I asked her if she wanted to read with me, and asked her what she liked to read. She came and sat on my bed and we shared my bilingual Bible, reading a proverb together. My head really was crazy that night... I was feeling so many things that I couldn't begin to explain them in English, let alone to a girl I just met in Spanish. But that night, sitting on my bed, reading a random proverb in two languages, trying to figure it out together, is something I will never forget.
Humanly speaking, it would have been impossible for Adilia and I to become friends. To begin with, we live in two different countries, speak different languages, and have been raised in completely different ways. Not many of the Ditsai people know how to speak Spanish. Adilia does (and is able to interpret my own version of Spanish). One percent- let me say that again- ONE PERCENT- of the Ditsai population is Christian. Adilia is. Twelve girls started in part of the program Puentas de Vida that Cynthia helps to run. Five graduated. Adilia was one of those five. She had just arrived at the house to stay for the weekend because of some problems with her job a day or two before I got there. She could have gone to either of the other two ladies who run the program. Because of those problems, she ended up not just staying the weekend, but for the next two months. With me. A random 19-year old who freaked her family out by going to a different country, a place they had never been before, alone, with plans set more in mud than in stone. A country girl that has a passion for Spanish and had only chosen to do the discipleship program she did because a trip to a Spanish speaking country was part of it. A girl who went on that trip and feel in love with the people of a town that has only two pictures linked to it if you google search it. Me, who went back to that tiny town, instead of college, to see what else God was going to do in my heart.

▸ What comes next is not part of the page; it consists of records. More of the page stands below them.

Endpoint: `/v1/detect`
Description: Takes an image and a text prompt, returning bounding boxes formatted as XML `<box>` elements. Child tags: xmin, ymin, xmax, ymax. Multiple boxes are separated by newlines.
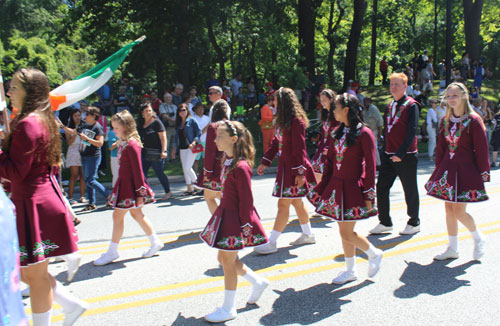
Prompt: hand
<box><xmin>391</xmin><ymin>155</ymin><xmax>401</xmax><ymax>163</ymax></box>
<box><xmin>295</xmin><ymin>175</ymin><xmax>306</xmax><ymax>188</ymax></box>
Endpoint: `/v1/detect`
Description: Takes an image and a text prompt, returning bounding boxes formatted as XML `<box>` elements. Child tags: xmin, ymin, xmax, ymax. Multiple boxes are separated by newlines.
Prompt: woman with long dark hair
<box><xmin>307</xmin><ymin>93</ymin><xmax>382</xmax><ymax>284</ymax></box>
<box><xmin>0</xmin><ymin>69</ymin><xmax>86</xmax><ymax>326</ymax></box>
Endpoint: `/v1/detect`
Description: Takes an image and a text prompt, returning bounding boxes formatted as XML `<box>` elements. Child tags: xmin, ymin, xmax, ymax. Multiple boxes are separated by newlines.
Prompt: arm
<box><xmin>395</xmin><ymin>103</ymin><xmax>418</xmax><ymax>159</ymax></box>
<box><xmin>0</xmin><ymin>118</ymin><xmax>42</xmax><ymax>180</ymax></box>
<box><xmin>360</xmin><ymin>130</ymin><xmax>376</xmax><ymax>201</ymax></box>
<box><xmin>470</xmin><ymin>117</ymin><xmax>490</xmax><ymax>182</ymax></box>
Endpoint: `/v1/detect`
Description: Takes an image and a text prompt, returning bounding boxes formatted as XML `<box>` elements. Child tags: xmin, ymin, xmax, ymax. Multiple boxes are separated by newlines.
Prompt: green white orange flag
<box><xmin>49</xmin><ymin>36</ymin><xmax>146</xmax><ymax>111</ymax></box>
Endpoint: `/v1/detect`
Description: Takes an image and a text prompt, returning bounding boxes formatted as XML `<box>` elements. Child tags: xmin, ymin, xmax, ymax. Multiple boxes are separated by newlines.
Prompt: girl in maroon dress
<box><xmin>255</xmin><ymin>87</ymin><xmax>316</xmax><ymax>254</ymax></box>
<box><xmin>311</xmin><ymin>89</ymin><xmax>339</xmax><ymax>183</ymax></box>
<box><xmin>200</xmin><ymin>120</ymin><xmax>269</xmax><ymax>323</ymax></box>
<box><xmin>425</xmin><ymin>83</ymin><xmax>490</xmax><ymax>260</ymax></box>
<box><xmin>94</xmin><ymin>110</ymin><xmax>163</xmax><ymax>266</ymax></box>
<box><xmin>196</xmin><ymin>100</ymin><xmax>229</xmax><ymax>214</ymax></box>
<box><xmin>307</xmin><ymin>93</ymin><xmax>382</xmax><ymax>284</ymax></box>
<box><xmin>0</xmin><ymin>69</ymin><xmax>87</xmax><ymax>326</ymax></box>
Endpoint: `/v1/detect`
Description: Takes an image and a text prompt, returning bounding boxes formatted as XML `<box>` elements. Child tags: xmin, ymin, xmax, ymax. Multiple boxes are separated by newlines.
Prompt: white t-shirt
<box><xmin>193</xmin><ymin>114</ymin><xmax>210</xmax><ymax>142</ymax></box>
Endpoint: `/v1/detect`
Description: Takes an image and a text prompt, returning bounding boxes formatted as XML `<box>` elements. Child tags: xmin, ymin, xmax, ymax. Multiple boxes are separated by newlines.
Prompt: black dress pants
<box><xmin>377</xmin><ymin>153</ymin><xmax>420</xmax><ymax>226</ymax></box>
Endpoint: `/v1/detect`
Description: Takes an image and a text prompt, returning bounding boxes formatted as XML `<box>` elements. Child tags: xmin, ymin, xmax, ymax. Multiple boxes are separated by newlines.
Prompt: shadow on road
<box><xmin>260</xmin><ymin>280</ymin><xmax>373</xmax><ymax>326</ymax></box>
<box><xmin>394</xmin><ymin>260</ymin><xmax>480</xmax><ymax>299</ymax></box>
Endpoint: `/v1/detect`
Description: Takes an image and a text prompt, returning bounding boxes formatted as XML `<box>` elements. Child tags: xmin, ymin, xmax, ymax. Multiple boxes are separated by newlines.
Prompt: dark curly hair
<box><xmin>2</xmin><ymin>68</ymin><xmax>62</xmax><ymax>166</ymax></box>
<box><xmin>333</xmin><ymin>93</ymin><xmax>364</xmax><ymax>147</ymax></box>
<box><xmin>274</xmin><ymin>87</ymin><xmax>309</xmax><ymax>129</ymax></box>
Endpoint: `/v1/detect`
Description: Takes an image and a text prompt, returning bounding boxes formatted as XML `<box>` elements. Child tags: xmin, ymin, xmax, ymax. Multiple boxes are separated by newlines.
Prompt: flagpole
<box><xmin>0</xmin><ymin>69</ymin><xmax>10</xmax><ymax>134</ymax></box>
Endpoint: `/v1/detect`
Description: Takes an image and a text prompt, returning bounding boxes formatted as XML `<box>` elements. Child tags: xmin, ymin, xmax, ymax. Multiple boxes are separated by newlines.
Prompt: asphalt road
<box><xmin>25</xmin><ymin>159</ymin><xmax>500</xmax><ymax>326</ymax></box>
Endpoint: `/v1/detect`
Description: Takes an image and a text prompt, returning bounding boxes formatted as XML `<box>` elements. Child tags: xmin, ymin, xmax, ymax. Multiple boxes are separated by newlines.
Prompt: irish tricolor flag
<box><xmin>49</xmin><ymin>36</ymin><xmax>146</xmax><ymax>111</ymax></box>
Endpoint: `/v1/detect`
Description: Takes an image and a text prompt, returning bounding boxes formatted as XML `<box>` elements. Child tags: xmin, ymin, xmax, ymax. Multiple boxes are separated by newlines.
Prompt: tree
<box><xmin>344</xmin><ymin>0</ymin><xmax>366</xmax><ymax>88</ymax></box>
<box><xmin>462</xmin><ymin>0</ymin><xmax>484</xmax><ymax>60</ymax></box>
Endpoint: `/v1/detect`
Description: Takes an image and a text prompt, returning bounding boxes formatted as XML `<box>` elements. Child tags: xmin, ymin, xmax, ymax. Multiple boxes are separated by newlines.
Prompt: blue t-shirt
<box><xmin>108</xmin><ymin>129</ymin><xmax>118</xmax><ymax>157</ymax></box>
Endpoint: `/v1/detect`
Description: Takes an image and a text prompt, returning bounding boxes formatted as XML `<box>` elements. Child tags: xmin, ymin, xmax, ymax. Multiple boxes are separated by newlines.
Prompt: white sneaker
<box><xmin>64</xmin><ymin>254</ymin><xmax>82</xmax><ymax>282</ymax></box>
<box><xmin>205</xmin><ymin>307</ymin><xmax>237</xmax><ymax>323</ymax></box>
<box><xmin>142</xmin><ymin>241</ymin><xmax>164</xmax><ymax>258</ymax></box>
<box><xmin>290</xmin><ymin>233</ymin><xmax>316</xmax><ymax>246</ymax></box>
<box><xmin>332</xmin><ymin>271</ymin><xmax>358</xmax><ymax>285</ymax></box>
<box><xmin>472</xmin><ymin>239</ymin><xmax>486</xmax><ymax>260</ymax></box>
<box><xmin>434</xmin><ymin>247</ymin><xmax>458</xmax><ymax>260</ymax></box>
<box><xmin>253</xmin><ymin>242</ymin><xmax>278</xmax><ymax>255</ymax></box>
<box><xmin>63</xmin><ymin>300</ymin><xmax>89</xmax><ymax>326</ymax></box>
<box><xmin>368</xmin><ymin>223</ymin><xmax>392</xmax><ymax>234</ymax></box>
<box><xmin>368</xmin><ymin>253</ymin><xmax>383</xmax><ymax>278</ymax></box>
<box><xmin>94</xmin><ymin>252</ymin><xmax>120</xmax><ymax>266</ymax></box>
<box><xmin>21</xmin><ymin>287</ymin><xmax>30</xmax><ymax>298</ymax></box>
<box><xmin>247</xmin><ymin>278</ymin><xmax>271</xmax><ymax>304</ymax></box>
<box><xmin>399</xmin><ymin>224</ymin><xmax>420</xmax><ymax>235</ymax></box>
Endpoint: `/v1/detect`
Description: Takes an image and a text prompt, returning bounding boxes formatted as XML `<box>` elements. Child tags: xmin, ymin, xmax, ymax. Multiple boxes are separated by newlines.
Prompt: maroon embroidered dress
<box><xmin>108</xmin><ymin>139</ymin><xmax>155</xmax><ymax>209</ymax></box>
<box><xmin>0</xmin><ymin>113</ymin><xmax>78</xmax><ymax>266</ymax></box>
<box><xmin>200</xmin><ymin>159</ymin><xmax>268</xmax><ymax>251</ymax></box>
<box><xmin>307</xmin><ymin>126</ymin><xmax>377</xmax><ymax>221</ymax></box>
<box><xmin>260</xmin><ymin>117</ymin><xmax>316</xmax><ymax>198</ymax></box>
<box><xmin>425</xmin><ymin>115</ymin><xmax>490</xmax><ymax>203</ymax></box>
<box><xmin>311</xmin><ymin>121</ymin><xmax>338</xmax><ymax>174</ymax></box>
<box><xmin>196</xmin><ymin>123</ymin><xmax>224</xmax><ymax>191</ymax></box>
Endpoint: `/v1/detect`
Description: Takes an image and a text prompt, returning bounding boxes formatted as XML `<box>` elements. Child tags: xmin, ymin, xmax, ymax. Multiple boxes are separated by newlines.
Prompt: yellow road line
<box><xmin>47</xmin><ymin>228</ymin><xmax>500</xmax><ymax>322</ymax></box>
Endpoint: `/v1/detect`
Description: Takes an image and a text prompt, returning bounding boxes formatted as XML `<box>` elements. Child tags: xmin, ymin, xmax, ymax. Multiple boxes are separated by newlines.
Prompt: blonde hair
<box><xmin>389</xmin><ymin>72</ymin><xmax>408</xmax><ymax>85</ymax></box>
<box><xmin>217</xmin><ymin>120</ymin><xmax>255</xmax><ymax>171</ymax></box>
<box><xmin>441</xmin><ymin>82</ymin><xmax>485</xmax><ymax>129</ymax></box>
<box><xmin>111</xmin><ymin>110</ymin><xmax>142</xmax><ymax>147</ymax></box>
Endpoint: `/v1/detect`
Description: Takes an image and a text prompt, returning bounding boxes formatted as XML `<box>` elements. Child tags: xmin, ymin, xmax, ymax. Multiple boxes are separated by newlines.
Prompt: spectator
<box><xmin>246</xmin><ymin>77</ymin><xmax>257</xmax><ymax>108</ymax></box>
<box><xmin>151</xmin><ymin>91</ymin><xmax>161</xmax><ymax>117</ymax></box>
<box><xmin>379</xmin><ymin>55</ymin><xmax>389</xmax><ymax>85</ymax></box>
<box><xmin>193</xmin><ymin>103</ymin><xmax>210</xmax><ymax>174</ymax></box>
<box><xmin>229</xmin><ymin>73</ymin><xmax>243</xmax><ymax>96</ymax></box>
<box><xmin>426</xmin><ymin>99</ymin><xmax>439</xmax><ymax>161</ymax></box>
<box><xmin>160</xmin><ymin>92</ymin><xmax>177</xmax><ymax>160</ymax></box>
<box><xmin>96</xmin><ymin>83</ymin><xmax>114</xmax><ymax>116</ymax></box>
<box><xmin>171</xmin><ymin>104</ymin><xmax>200</xmax><ymax>196</ymax></box>
<box><xmin>114</xmin><ymin>86</ymin><xmax>130</xmax><ymax>112</ymax></box>
<box><xmin>137</xmin><ymin>103</ymin><xmax>172</xmax><ymax>200</ymax></box>
<box><xmin>363</xmin><ymin>97</ymin><xmax>384</xmax><ymax>166</ymax></box>
<box><xmin>66</xmin><ymin>109</ymin><xmax>88</xmax><ymax>205</ymax></box>
<box><xmin>259</xmin><ymin>95</ymin><xmax>274</xmax><ymax>153</ymax></box>
<box><xmin>172</xmin><ymin>83</ymin><xmax>184</xmax><ymax>106</ymax></box>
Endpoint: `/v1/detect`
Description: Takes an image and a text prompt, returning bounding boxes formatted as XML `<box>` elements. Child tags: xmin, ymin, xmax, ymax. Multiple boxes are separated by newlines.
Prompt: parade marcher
<box><xmin>94</xmin><ymin>110</ymin><xmax>163</xmax><ymax>266</ymax></box>
<box><xmin>425</xmin><ymin>82</ymin><xmax>490</xmax><ymax>260</ymax></box>
<box><xmin>0</xmin><ymin>68</ymin><xmax>87</xmax><ymax>326</ymax></box>
<box><xmin>196</xmin><ymin>100</ymin><xmax>229</xmax><ymax>214</ymax></box>
<box><xmin>200</xmin><ymin>120</ymin><xmax>269</xmax><ymax>323</ymax></box>
<box><xmin>307</xmin><ymin>93</ymin><xmax>382</xmax><ymax>284</ymax></box>
<box><xmin>311</xmin><ymin>89</ymin><xmax>338</xmax><ymax>183</ymax></box>
<box><xmin>370</xmin><ymin>73</ymin><xmax>420</xmax><ymax>235</ymax></box>
<box><xmin>426</xmin><ymin>99</ymin><xmax>439</xmax><ymax>161</ymax></box>
<box><xmin>255</xmin><ymin>87</ymin><xmax>316</xmax><ymax>254</ymax></box>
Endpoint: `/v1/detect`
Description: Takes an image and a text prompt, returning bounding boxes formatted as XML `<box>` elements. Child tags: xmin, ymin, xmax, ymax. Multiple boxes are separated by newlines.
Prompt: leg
<box><xmin>396</xmin><ymin>154</ymin><xmax>420</xmax><ymax>226</ymax></box>
<box><xmin>203</xmin><ymin>189</ymin><xmax>220</xmax><ymax>215</ymax></box>
<box><xmin>377</xmin><ymin>153</ymin><xmax>397</xmax><ymax>226</ymax></box>
<box><xmin>151</xmin><ymin>159</ymin><xmax>170</xmax><ymax>194</ymax></box>
<box><xmin>21</xmin><ymin>260</ymin><xmax>52</xmax><ymax>314</ymax></box>
<box><xmin>68</xmin><ymin>166</ymin><xmax>80</xmax><ymax>200</ymax></box>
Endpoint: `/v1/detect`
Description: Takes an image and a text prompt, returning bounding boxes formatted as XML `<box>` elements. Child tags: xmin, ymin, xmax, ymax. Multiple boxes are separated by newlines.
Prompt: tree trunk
<box><xmin>368</xmin><ymin>0</ymin><xmax>378</xmax><ymax>85</ymax></box>
<box><xmin>205</xmin><ymin>12</ymin><xmax>226</xmax><ymax>81</ymax></box>
<box><xmin>462</xmin><ymin>0</ymin><xmax>484</xmax><ymax>62</ymax></box>
<box><xmin>344</xmin><ymin>0</ymin><xmax>366</xmax><ymax>88</ymax></box>
<box><xmin>297</xmin><ymin>0</ymin><xmax>322</xmax><ymax>76</ymax></box>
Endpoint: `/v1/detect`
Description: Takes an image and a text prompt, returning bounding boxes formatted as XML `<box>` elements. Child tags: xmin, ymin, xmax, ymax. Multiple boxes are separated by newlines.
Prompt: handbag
<box><xmin>191</xmin><ymin>144</ymin><xmax>204</xmax><ymax>154</ymax></box>
<box><xmin>142</xmin><ymin>147</ymin><xmax>161</xmax><ymax>162</ymax></box>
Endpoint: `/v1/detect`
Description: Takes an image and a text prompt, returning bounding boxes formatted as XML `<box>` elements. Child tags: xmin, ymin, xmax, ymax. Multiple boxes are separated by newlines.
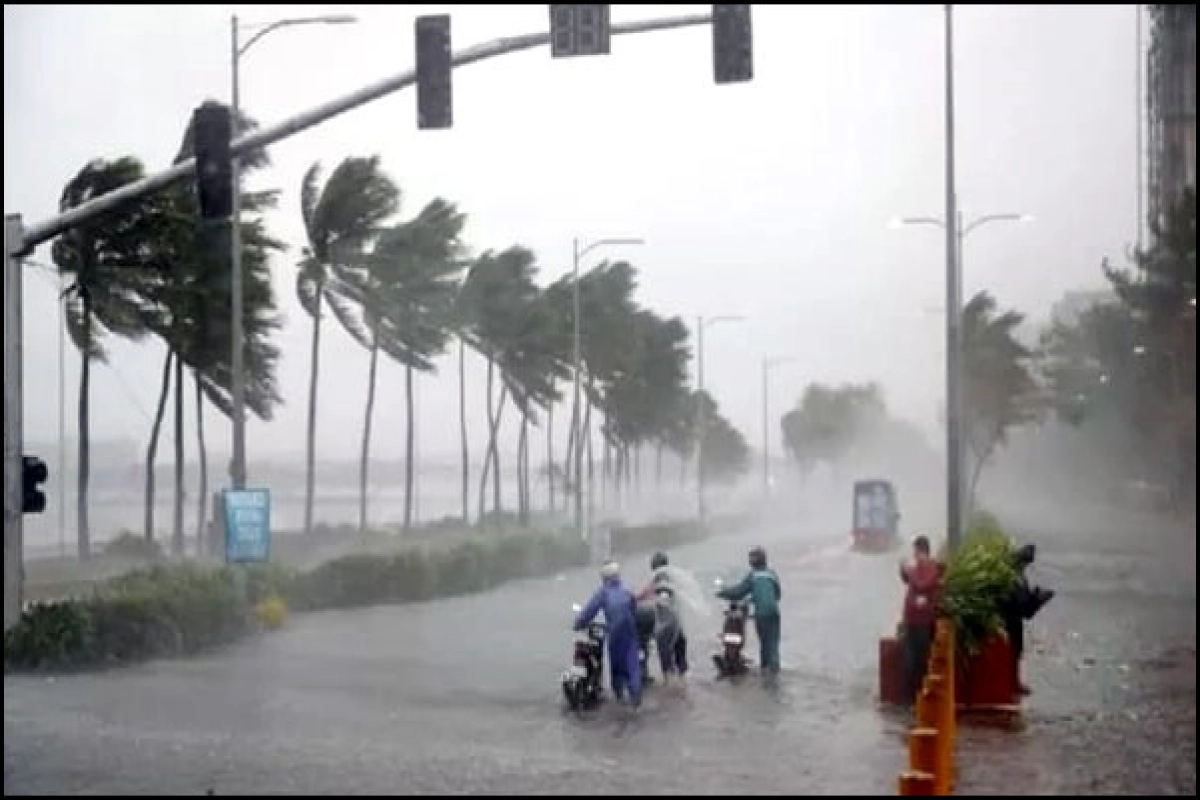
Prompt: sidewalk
<box><xmin>956</xmin><ymin>511</ymin><xmax>1196</xmax><ymax>795</ymax></box>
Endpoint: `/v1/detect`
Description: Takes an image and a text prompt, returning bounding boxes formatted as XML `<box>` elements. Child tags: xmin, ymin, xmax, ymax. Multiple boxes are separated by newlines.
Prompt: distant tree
<box><xmin>962</xmin><ymin>291</ymin><xmax>1039</xmax><ymax>513</ymax></box>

I'm so glad I let God plan all that.
So God did answer my prayer. Overly and abundantly, as He normally does. He answered me with Himself. He was the friend I had prayed so hard for. There is no better friend on earth. And then, to top that off, He answered my prayer with Adilia.
In my prayer, I was expecting a girl who spoke English, who would walk around, cook, and study with me for a few weeks, and then eventually fade out of my life.
God gave me Himself and another sister.
Thanks for sharing Brie!! This really encouraged my heart!!